The Board of Governors of the Federal Reserve System complaint division is accessible through the Boards internet web site at www.bog.frb.fed.us/pubs/complaints/ or by phone at (202) 452-3693. Consumer complaints filed against member banks are investigated by the 12 regional Federal Reserve Banks. If the investigation reveals that a federal law or regulation has been violated, the Board will require the bank to take appropriate corrective action, and then notify the consumer of the violation and the corrective action the bank has been directed to take.
The Office of the Comptroller of the Currency created the Customer Assistance Group ("CAG") to answer questions, offer guidance, and assist customers in resolving complaints about national banks. Information about filing a consumer complaint concerning a national bank is available at the OCCs internet web site at www.occ.treas.gov/customer.htm or by phoning the OCCs Customer Assistance Group ("CAG") at 1-800-613-6743. Complaints against a state-nonmember bank can be filed by contacting the FDIC through its internet web site at www.fdic.gov/consumers/index.html or by phoning 1-800-934-3342.
Violations uncovered during a regulatory examination or during the investigation of a consumers complaint can be the basis for initiating an enforcement action against the institution to compel compliance and to provide restitution to consumers where appropriate. The federal banking agencies plenary enforcement authority has been found to be comprehensive, including even the enforcement of state law. See National State Bank v. Long, 630 F.2d 981, 988-89 (3d Cir. 1980). In 1998, FDIC examination, supervision, and enforcement actions alone resulted in the reimbursement of over $1 million to 31,222 consumers for violations of the Truth-In-Lending Act by 161 FDIC-supervised banks.

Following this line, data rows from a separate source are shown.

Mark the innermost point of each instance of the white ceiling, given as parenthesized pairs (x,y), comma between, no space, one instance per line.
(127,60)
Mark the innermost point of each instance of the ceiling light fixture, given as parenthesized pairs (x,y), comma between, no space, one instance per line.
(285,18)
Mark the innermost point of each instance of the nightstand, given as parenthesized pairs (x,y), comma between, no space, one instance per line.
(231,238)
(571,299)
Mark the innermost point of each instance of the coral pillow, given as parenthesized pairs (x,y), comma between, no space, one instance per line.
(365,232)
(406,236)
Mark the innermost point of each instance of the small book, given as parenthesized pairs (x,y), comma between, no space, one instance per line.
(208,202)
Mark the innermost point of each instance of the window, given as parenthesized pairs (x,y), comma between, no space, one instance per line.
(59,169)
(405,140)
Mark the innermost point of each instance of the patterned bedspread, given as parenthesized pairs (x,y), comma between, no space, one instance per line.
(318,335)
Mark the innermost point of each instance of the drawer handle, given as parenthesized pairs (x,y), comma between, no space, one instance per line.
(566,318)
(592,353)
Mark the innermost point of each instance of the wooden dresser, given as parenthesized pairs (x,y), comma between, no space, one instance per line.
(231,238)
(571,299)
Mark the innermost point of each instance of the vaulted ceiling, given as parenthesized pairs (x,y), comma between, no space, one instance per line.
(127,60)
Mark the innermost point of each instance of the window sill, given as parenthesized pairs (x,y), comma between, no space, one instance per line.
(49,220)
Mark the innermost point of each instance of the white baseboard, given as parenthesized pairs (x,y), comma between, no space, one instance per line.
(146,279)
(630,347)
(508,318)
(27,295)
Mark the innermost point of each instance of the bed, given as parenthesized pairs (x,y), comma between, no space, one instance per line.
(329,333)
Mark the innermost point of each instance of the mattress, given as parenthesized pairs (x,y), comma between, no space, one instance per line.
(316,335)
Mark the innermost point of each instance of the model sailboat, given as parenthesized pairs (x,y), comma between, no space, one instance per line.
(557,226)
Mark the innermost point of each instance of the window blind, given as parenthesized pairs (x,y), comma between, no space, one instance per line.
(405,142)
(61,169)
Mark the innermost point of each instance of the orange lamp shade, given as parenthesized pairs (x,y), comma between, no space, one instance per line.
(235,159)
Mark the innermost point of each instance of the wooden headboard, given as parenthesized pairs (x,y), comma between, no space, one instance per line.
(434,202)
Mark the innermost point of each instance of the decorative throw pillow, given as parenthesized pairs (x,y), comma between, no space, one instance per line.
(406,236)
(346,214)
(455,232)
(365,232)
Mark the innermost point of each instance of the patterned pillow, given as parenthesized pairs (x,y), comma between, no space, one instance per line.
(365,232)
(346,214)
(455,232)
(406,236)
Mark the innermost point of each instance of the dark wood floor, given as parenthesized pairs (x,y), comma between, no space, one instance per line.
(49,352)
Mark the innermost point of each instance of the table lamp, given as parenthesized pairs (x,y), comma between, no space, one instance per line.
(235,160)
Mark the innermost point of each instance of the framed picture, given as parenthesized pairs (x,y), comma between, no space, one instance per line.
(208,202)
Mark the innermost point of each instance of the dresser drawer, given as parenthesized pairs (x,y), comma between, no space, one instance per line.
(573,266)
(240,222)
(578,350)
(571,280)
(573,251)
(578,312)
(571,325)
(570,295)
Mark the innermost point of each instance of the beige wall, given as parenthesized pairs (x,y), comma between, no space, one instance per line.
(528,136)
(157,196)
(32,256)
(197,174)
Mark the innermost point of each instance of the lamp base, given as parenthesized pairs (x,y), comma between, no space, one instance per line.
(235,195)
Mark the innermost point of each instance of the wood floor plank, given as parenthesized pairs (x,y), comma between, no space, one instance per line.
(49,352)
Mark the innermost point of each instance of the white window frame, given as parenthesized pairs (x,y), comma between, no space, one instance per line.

Outside of the bank area, the Federal Trade Commission (the "Commission") also engages in enforcement activities that protect consumer rights in the area of consumer credit. For example, from January 1999 to January 2000, the Commission obtained consent judgments against seven subprime mortgage lenders and their owners for alleged violations of the Home Ownership and Equity Protection Act ("HOEPA"), the Truth in Lending Act ("TILA"), Regulation Z, and/or the Federal Trade Commission Act ("FTC Act").
Alongside federal agencies, state attorney generals also engage in enforcement activities that ensure consumer rights. For example, the Minnesota Attorney General recently filed a complaint against U.S. Bancorp, accusing the bank of violating the Fair Credit Reporting Act, consumer fraud, deceptive trade practices, and false advertising. U.S. Bancorp agreed to settle the lawsuit with payment of a $500,000 fine, restitution to consumers (potentially as much as $15 million in Minnesota alone), and charitable contributions. Similarly, the New York Attorney General last year reached a $6 million settlement agreement, which averted the filing of a major civil rights lawsuit in federal court, with Delta Funding, a Long Island mortgage company. Delta Funding is alleged to have charged excessive interest rates and excessive fees on mortgage loans.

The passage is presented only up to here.